Falls Sie es verpasst haben: Premierminister Orbán fordert sofortiges Ende der russischen Energiesanktionen

Ungarn und die Slowakei bleiben EU-Ausreißer

Die gemeinsame Position von Orbán und Fico macht deutlich, dass Ungarn und die Slowakei in Energiefragen weiterhin zu den russlandfreundlichsten Regierungen der EU gehören.

Während die meisten Mitgliedstaaten die russischen Importe seit dem Einmarsch in die Ukraine im Jahr 2022 drastisch reduziert haben, haben Budapest und Bratislava stets argumentiert, dass die Binnenländer Mitteleuropas mehr Flexibilität und Zeit brauchen.
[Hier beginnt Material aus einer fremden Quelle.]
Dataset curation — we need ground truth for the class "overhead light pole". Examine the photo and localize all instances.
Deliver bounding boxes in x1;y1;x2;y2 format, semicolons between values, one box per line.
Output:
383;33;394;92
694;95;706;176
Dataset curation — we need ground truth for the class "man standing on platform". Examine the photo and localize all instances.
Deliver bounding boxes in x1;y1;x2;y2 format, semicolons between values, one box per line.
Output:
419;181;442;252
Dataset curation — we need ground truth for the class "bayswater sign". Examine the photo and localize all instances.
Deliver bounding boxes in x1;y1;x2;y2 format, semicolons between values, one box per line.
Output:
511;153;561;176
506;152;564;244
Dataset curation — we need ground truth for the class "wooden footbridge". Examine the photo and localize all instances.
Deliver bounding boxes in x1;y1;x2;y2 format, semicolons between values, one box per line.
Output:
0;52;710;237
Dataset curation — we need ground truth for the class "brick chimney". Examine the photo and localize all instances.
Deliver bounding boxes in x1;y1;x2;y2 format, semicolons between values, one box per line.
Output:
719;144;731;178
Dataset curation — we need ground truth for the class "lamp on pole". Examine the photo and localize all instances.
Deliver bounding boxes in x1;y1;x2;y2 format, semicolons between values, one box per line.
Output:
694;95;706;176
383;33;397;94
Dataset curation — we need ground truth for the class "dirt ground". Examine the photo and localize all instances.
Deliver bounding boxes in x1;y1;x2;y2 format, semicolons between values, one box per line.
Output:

Ihre erneuten Lobbying-Bemühungen dürften die Spannungen in Brüssel verschärfen, insbesondere da die Diskussionen über künftige Sanktionspakete und Europas langfristige Pläne zur Diversifizierung der Energieversorgung weitergehen.

Wussten Sie schon?

Der Vorstoß von Budapest und Bratislava, die russischen Öl- und Gasimporte wiederherzustellen, kommt zu einem Zeitpunkt, an dem Moskaus Krieg gegen die Ukraine weiterhin einen tödlichen Tribut unter der Zivilbevölkerung fordert. Am Samstagmorgen schlug eine russische Drohne auf einem belebten Markt in der südukrainischen Stadt Nikopol ein. Dabei wurden fünf Menschen getötet und mindestens 19 weitere verletzt, so die ukrainische Generalstaatsanwaltschaft, die den Angriff als “ein weiteres Kriegsverbrechen der Russischen Föderation” bezeichnete.
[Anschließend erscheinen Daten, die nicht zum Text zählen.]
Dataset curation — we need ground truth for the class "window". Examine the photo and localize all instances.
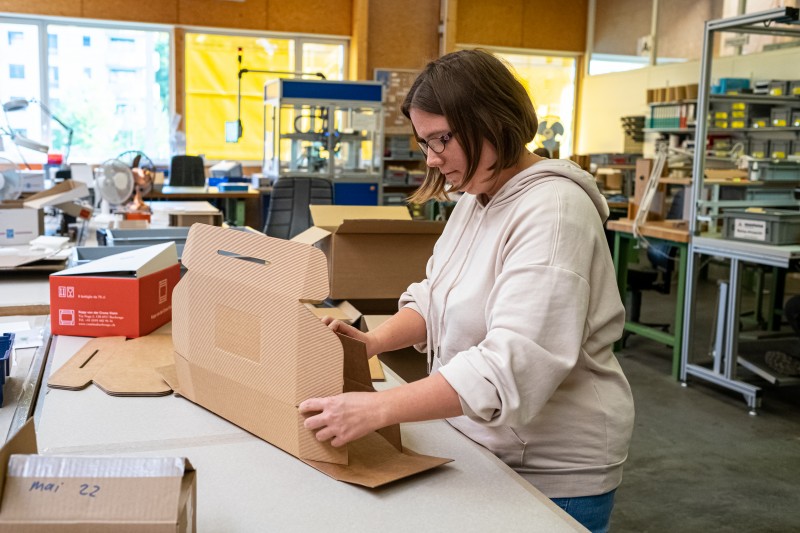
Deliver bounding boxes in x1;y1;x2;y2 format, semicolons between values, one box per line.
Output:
8;31;23;46
185;32;346;161
48;67;58;89
495;52;577;158
8;65;25;80
47;24;170;162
Nikopol, das am Fluss Dnipro gegenüber dem russisch besetzten Gebiet liegt, wurde im Laufe des Krieges wiederholt angegriffen, aber der jüngste Angriff hat erneut die menschlichen Kosten hinter Europas geopolitischer Energiedebatte deutlich gemacht. Von den ukrainischen Behörden veröffentlichte Bilder zeigten zertrümmerte Kioske, verbogenes Metall und über das Marktgebiet verstreute Trümmer, während bei weiteren russischen Drohnenangriffen in der Nacht Berichten zufolge fast 300 Drohnen in mehreren ukrainischen Regionen eingesetzt wurden.